Troubleshooting¶
When things go sideways in the cold, start here.
Yeti won't start¶
Check the service status:
systemctl status yeti
journalctl -u yeti -n 50 --no-pager
Common causes:
| Symptom | Cause | Fix |
|---|---|---|
ERR_MODULE_NOT_FOUND |
Missing dependencies | Run npm ci in /opt/yeti |
EADDRINUSE |
Port 9384 already in use | Check for another Yeti process or change port in config |
EACCES on ~/.yeti/ |
Permission mismatch | Ensure the systemd user owns ~/.yeti/ |
| Crash loop | Bad config | Check ~/.yeti/config.json for syntax errors |
Jobs aren't running¶
Nothing is happening at all:
- Check
enabledJobsin your config. An empty array means no jobs run. This is the most common oversight. - Open the dashboard at
http://localhost:9384and verify jobs are listed and not paused.
A specific job isn't picking up work:
- Is the job in
enabledJobs? It must be listed by name. - Is the job paused? Check the dashboard or
pausedJobsin config. - Is the item in
skippedItems? Check the queue page. - Is the previous run still active? Jobs use skip-if-busy --- they won't queue up if the last run hasn't finished.
- Check the logs page (
/logs) filtered by that job name for errors.

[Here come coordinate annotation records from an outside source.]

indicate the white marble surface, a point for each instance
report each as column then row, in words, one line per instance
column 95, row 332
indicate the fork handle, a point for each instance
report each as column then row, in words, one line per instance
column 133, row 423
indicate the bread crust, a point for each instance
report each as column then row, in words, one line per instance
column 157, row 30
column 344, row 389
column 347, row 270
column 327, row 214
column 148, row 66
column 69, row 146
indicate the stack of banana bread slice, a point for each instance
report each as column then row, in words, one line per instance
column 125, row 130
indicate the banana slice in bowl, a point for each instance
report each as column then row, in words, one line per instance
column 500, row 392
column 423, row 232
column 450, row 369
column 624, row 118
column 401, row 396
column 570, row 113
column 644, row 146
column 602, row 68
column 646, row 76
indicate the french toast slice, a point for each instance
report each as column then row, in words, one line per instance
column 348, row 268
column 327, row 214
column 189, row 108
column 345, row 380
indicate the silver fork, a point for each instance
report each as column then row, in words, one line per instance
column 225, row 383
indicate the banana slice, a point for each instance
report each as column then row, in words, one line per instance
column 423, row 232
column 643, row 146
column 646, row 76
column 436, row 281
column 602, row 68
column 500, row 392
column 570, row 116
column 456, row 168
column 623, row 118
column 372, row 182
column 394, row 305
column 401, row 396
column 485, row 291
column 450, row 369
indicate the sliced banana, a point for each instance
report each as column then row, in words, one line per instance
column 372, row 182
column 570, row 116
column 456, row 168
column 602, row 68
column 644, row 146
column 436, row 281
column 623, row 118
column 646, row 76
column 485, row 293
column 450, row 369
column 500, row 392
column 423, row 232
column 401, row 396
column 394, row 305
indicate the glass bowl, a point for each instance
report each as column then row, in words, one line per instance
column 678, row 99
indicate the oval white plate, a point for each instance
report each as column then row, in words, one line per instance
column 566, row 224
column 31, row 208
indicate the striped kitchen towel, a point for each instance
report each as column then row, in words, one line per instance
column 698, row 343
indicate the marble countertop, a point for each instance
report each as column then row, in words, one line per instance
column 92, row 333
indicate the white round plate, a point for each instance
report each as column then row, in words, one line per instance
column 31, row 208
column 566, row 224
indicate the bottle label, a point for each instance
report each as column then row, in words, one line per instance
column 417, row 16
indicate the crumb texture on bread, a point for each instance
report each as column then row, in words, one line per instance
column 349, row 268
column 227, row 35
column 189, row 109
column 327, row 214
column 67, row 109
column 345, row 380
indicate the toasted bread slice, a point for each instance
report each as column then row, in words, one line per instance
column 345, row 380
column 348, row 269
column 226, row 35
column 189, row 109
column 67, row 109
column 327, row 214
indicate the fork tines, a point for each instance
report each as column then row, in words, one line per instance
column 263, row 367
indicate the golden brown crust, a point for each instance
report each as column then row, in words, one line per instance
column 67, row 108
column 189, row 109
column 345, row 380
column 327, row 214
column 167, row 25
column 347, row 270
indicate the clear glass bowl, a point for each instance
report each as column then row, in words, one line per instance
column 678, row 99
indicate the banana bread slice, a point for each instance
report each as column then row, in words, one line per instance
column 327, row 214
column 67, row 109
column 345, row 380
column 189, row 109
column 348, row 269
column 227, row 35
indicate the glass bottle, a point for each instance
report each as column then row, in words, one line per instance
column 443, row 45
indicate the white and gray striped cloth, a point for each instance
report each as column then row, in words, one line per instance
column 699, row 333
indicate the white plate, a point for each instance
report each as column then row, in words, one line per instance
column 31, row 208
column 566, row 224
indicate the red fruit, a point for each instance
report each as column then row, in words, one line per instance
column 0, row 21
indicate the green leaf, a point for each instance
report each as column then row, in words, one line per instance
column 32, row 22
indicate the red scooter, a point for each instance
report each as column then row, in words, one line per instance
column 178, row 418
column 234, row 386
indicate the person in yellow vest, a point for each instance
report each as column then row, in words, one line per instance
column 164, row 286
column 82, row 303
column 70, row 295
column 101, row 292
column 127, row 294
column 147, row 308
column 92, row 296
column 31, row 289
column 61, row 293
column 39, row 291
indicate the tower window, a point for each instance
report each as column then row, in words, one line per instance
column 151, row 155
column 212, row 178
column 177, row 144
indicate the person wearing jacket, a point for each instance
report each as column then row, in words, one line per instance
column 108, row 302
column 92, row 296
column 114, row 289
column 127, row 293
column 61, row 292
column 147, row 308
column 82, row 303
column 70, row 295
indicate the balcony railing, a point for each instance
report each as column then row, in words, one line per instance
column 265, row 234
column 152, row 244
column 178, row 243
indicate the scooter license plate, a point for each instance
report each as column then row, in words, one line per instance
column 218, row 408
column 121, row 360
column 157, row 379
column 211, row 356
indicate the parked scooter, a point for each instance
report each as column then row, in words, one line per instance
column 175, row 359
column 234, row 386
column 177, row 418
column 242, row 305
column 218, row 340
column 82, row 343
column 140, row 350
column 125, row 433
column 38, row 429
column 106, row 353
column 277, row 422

Jobs run but produce no output:
- The AI process may be timing out. Check logs for timeout messages.
- Increase
claudeTimeoutMsorcopilotTimeoutMsif tasks are consistently hitting the 20-minute default.
Issues aren't being planned¶
issue-refiner isn't picking up an issue:
- Does the issue have the
Needs Refinementlabel? Regular issues require it. - Is
issue-refinerinenabledJobs? - Is the repo in
allowedRepos(or isallowedReposset tonullfor all repos)? - Is the issue in
skippedItems? - Check
/logsfor the issue-refiner job --- look for errors or "no work found" messages.
Plan quality is poor:
This is a repo configuration issue, not a Yeti issue. See the Optimization page. The short version: add a CLAUDE.md with build commands, architecture overview, and coding conventions.
PRs aren't being created¶
issue-worker runs but no PR appears:
- Tree-diff guard: The worker checks that its changes actually differ from the base branch. If Claude makes no effective changes (empty diff), no PR is created. Check logs for "no tree diff" messages.

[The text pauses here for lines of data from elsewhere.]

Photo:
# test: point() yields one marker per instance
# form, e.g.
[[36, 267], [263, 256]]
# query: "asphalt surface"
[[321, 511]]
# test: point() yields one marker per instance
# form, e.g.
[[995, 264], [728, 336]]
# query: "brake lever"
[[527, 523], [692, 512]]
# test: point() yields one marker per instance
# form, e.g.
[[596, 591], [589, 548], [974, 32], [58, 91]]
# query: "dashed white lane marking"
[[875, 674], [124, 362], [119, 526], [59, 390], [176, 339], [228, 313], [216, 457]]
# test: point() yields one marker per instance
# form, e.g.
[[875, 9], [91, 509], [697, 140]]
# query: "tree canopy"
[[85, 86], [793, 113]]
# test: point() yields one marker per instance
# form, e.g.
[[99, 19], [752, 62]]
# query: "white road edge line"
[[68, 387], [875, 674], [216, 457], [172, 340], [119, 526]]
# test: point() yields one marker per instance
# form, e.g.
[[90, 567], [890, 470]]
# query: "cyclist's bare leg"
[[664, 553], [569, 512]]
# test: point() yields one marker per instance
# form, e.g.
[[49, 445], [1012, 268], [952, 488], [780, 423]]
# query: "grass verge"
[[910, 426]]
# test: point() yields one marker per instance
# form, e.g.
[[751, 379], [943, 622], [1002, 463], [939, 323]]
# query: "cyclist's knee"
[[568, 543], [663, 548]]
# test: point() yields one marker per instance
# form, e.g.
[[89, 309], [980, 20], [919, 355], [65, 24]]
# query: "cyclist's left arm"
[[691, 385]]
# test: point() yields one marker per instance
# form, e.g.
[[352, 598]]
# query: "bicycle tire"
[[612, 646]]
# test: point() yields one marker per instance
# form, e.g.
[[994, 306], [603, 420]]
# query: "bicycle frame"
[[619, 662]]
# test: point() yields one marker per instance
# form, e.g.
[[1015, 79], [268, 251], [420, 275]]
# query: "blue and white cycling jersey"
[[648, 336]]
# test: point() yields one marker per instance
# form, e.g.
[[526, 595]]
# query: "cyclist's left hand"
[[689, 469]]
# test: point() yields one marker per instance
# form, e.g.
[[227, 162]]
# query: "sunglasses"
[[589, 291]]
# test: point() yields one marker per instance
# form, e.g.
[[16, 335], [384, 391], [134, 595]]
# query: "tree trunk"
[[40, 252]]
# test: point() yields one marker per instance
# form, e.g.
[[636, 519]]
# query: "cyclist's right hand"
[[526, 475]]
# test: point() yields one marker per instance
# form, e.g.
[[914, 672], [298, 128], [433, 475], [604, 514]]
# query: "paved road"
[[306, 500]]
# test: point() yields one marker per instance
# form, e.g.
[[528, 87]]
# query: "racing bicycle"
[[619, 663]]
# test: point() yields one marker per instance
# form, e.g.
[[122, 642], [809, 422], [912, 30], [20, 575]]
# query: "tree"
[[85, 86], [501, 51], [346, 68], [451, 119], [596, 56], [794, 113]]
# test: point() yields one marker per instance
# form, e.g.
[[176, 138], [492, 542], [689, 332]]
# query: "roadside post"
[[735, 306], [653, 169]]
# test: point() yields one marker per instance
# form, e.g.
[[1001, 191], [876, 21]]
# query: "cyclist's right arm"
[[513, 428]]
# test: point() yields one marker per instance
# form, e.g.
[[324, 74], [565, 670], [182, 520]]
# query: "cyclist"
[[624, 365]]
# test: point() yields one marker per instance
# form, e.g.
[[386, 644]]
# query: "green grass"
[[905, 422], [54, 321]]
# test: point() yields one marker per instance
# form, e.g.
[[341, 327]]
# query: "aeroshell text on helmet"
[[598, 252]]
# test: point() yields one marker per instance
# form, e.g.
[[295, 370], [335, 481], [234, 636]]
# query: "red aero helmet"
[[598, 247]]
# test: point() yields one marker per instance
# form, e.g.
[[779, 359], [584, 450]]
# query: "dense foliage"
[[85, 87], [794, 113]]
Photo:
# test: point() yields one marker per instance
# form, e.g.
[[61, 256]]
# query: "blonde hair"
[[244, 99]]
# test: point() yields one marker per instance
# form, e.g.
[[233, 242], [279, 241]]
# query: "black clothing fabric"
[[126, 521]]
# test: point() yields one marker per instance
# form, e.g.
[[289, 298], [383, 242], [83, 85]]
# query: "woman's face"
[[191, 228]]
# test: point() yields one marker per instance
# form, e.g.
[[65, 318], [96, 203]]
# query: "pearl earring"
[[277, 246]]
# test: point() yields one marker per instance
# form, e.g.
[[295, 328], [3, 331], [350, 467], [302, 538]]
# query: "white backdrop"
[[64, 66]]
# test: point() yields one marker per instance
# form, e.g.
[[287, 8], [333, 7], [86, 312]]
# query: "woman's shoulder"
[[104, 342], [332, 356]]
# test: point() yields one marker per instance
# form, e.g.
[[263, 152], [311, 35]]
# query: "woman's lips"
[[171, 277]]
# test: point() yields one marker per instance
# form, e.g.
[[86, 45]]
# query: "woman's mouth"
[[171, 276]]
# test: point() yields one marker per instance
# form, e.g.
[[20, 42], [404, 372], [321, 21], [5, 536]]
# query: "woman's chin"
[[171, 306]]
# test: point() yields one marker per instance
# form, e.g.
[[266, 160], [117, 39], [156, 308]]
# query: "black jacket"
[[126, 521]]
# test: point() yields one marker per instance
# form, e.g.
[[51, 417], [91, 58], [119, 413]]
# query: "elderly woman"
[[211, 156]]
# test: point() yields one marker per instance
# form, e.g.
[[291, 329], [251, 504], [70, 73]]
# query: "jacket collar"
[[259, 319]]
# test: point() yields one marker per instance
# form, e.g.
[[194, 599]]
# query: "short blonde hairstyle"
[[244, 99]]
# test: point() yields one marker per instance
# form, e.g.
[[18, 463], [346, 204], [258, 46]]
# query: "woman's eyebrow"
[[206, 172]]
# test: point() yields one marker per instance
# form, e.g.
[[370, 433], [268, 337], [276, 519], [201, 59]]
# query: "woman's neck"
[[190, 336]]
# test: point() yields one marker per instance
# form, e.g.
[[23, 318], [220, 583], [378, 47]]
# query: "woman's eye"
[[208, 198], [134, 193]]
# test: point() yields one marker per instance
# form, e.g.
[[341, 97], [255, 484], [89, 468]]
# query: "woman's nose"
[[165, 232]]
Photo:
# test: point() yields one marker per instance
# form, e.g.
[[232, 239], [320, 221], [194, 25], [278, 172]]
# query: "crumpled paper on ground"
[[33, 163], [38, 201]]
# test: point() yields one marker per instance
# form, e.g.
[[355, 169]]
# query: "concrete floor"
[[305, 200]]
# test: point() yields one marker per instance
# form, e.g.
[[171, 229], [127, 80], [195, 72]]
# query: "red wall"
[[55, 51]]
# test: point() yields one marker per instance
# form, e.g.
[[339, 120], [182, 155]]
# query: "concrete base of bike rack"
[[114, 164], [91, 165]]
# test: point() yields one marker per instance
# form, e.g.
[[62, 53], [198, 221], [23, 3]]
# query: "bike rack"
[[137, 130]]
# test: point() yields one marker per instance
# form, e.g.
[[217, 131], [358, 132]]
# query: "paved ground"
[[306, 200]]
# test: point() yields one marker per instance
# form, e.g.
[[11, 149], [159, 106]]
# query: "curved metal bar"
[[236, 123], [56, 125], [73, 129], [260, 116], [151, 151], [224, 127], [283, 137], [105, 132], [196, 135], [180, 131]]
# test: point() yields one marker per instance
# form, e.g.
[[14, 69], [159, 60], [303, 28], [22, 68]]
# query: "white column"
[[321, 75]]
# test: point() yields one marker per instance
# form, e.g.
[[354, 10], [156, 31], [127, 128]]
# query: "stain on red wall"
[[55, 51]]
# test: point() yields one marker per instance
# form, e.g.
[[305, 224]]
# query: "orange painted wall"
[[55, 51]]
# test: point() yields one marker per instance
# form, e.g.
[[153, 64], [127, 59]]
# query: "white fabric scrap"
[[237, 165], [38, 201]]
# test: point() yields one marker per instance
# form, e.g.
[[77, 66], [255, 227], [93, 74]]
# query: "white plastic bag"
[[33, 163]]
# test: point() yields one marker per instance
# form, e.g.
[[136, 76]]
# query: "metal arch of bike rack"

- Duplicate PR guard: If an open PR for the same issue already exists, the worker skips it. Check for existing PRs.
- Claude errors: The Claude process may have failed. Check the run log for the specific issue.

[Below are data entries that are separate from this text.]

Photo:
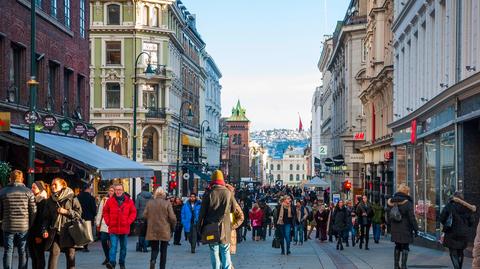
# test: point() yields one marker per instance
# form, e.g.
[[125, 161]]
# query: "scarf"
[[282, 209], [59, 197], [120, 199]]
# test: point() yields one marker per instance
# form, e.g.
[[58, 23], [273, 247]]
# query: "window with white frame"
[[113, 14], [112, 93]]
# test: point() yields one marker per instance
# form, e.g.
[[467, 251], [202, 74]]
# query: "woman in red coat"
[[256, 216]]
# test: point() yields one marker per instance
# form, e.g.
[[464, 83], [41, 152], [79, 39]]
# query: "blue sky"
[[267, 51]]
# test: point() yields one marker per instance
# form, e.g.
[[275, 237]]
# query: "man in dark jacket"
[[217, 205], [365, 215], [17, 213], [140, 203], [404, 228], [89, 207]]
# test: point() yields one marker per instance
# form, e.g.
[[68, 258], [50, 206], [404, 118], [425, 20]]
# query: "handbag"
[[276, 243], [81, 232]]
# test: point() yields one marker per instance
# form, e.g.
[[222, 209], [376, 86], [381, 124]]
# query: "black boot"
[[404, 259], [396, 262]]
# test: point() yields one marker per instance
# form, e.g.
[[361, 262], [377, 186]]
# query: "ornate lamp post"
[[180, 124], [148, 74]]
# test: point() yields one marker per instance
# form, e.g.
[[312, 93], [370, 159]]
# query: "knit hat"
[[40, 185], [217, 178]]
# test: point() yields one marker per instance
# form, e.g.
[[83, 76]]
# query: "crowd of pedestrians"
[[38, 220]]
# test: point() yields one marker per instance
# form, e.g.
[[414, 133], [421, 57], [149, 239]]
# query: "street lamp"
[[202, 130], [180, 123], [148, 75]]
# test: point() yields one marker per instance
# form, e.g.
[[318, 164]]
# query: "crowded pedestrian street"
[[260, 255]]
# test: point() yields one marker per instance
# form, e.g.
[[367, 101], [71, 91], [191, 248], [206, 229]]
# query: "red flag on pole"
[[300, 125]]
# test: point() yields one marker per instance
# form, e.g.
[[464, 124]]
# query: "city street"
[[260, 255]]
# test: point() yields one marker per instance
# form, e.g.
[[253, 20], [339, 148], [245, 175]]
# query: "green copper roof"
[[238, 113]]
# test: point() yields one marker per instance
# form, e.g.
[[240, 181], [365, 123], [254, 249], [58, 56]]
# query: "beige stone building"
[[377, 100]]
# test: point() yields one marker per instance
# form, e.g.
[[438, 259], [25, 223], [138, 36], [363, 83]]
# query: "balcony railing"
[[156, 112]]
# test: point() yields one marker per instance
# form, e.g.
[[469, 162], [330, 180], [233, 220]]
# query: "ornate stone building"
[[377, 101]]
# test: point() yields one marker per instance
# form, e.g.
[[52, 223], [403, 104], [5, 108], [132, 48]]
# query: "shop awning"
[[108, 164]]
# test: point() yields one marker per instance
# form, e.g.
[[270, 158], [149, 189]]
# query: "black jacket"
[[89, 206], [402, 232], [363, 208], [17, 208], [340, 219], [462, 212]]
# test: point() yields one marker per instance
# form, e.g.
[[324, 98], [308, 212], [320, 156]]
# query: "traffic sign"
[[4, 121], [323, 150]]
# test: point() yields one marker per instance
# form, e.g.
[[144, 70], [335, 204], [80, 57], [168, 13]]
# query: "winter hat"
[[217, 178]]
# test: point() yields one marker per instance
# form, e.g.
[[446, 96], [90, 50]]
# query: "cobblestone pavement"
[[260, 255]]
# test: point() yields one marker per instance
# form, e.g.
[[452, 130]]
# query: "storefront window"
[[400, 172], [447, 165], [419, 188], [431, 194], [113, 139]]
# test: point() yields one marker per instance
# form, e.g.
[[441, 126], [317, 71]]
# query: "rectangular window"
[[113, 52], [52, 85], [113, 95], [53, 8], [82, 18], [67, 76], [67, 13], [16, 73]]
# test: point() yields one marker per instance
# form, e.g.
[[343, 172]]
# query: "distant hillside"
[[278, 140]]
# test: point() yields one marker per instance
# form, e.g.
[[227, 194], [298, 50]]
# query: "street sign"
[[336, 198], [4, 121], [323, 150]]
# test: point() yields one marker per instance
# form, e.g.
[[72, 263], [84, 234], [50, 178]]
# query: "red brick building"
[[63, 58], [236, 155]]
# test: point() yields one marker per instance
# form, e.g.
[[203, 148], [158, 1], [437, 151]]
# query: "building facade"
[[236, 152], [436, 105], [291, 169], [347, 68], [377, 101], [213, 112]]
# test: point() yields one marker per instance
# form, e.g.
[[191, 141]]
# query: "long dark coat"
[[403, 231], [457, 237], [74, 208]]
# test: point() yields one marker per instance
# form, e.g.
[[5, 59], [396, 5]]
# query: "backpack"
[[395, 214]]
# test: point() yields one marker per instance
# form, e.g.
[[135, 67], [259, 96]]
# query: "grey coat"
[[403, 231], [214, 210]]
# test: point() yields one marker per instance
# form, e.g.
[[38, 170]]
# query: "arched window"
[[145, 15], [155, 16], [150, 144], [113, 14]]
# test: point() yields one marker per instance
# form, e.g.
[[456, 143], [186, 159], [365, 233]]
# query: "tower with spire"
[[236, 152]]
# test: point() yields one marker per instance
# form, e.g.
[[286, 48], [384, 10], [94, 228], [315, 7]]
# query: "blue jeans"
[[21, 240], [114, 240], [299, 230], [220, 256], [376, 232]]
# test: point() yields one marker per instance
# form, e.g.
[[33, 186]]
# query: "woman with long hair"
[[60, 209], [102, 226]]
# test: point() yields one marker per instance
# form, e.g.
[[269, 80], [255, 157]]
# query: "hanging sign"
[[91, 133], [65, 126], [79, 128], [49, 122]]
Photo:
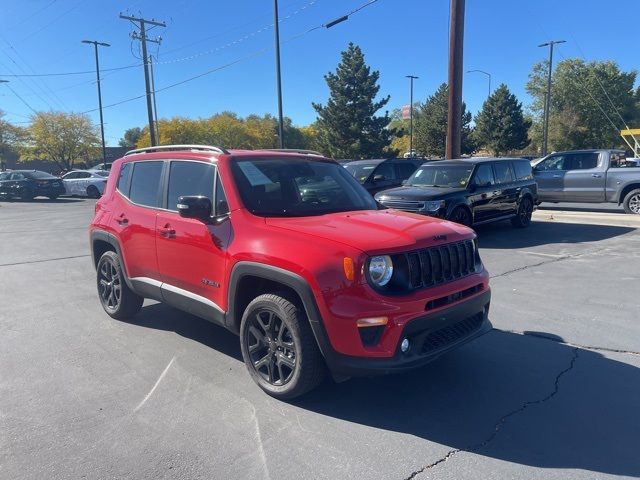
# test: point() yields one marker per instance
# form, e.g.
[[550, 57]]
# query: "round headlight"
[[380, 270]]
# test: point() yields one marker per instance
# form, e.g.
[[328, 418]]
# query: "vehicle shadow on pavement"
[[517, 398], [44, 200], [504, 236], [595, 209], [163, 317]]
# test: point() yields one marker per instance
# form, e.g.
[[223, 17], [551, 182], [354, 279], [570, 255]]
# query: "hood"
[[375, 231], [419, 193]]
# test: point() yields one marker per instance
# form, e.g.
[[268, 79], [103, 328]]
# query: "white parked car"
[[88, 183]]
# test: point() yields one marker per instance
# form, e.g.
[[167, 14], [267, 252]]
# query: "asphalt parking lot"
[[552, 392]]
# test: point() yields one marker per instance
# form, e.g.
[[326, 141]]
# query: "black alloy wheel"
[[525, 211], [462, 216], [271, 347], [631, 202], [117, 299], [93, 192], [109, 285]]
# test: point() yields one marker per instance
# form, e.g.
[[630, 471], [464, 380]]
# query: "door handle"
[[167, 231]]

PR is created but immediately fails CI:
- This is normal --- the ci-fixer will pick it up on its next cycle.
- If ci-fixer can't fix it, it'll file a
[ci-unrelated]issue if the failure isn't caused by the PR's changes.
CI fixer isn't working¶
ci-fixer runs but doesn't fix failures:
- The fixer classifies failures as "related" (caused by PR changes) or "unrelated" (pre-existing). Check the PR comments for its classification.
- For related failures, Claude reads the CI logs and attempts a fix. If the logs are too large or unclear, the fix may fail.
- For unrelated failures, the fixer files a
[ci-unrelated]issue rather than attempting a fix on the PR.
Merge conflicts aren't being resolved:
- The ci-fixer handles conflicts by merging the base branch and using Claude to resolve markers.
- If the conflict is too complex, Claude may produce an incorrect resolution. Review the commit.
Auto-merger won't merge¶
The auto-merger has strict criteria. A PR must match one of these categories:
Dependabot PRs:
- All checks must be passing. No exceptions.
Doc PRs (yeti/docs-*):
- Only
.mdoryeti/files can be changed. - Checks must pass OR no checks must be configured.
Issue PRs (yeti/issue-*):
- A valid LGTM comment must exist.
- The LGTM must be posted after the latest commit (stale approvals don't count).
If none of these apply, the PR requires manual merge.
Dashboard issues¶
Can't access the dashboard:
- Verify Yeti is running:
curl localhost:9384/health - If
authTokenis set, you need to log in at/login. - If accessing remotely, check firewall rules for port 9384.
Queue shows stale data:
- The queue is populated by the label scanner, which runs every 5 minutes (
queueScanIntervalMs). - If webhooks are configured, the queue cache updates in real-time when labels are added or removed on GitHub.
- Trigger a manual refresh by visiting
/queue--- the page fetches fresh data on load. - If labels were changed outside Yeti (manually on GitHub) and webhooks are not configured, wait for the next scan cycle.
Discord bot not responding¶
- Verify
discordBotTokenanddiscordChannelIdare set in config. - Check that the bot has the required intents: Guilds, GuildMessages, MessageContent.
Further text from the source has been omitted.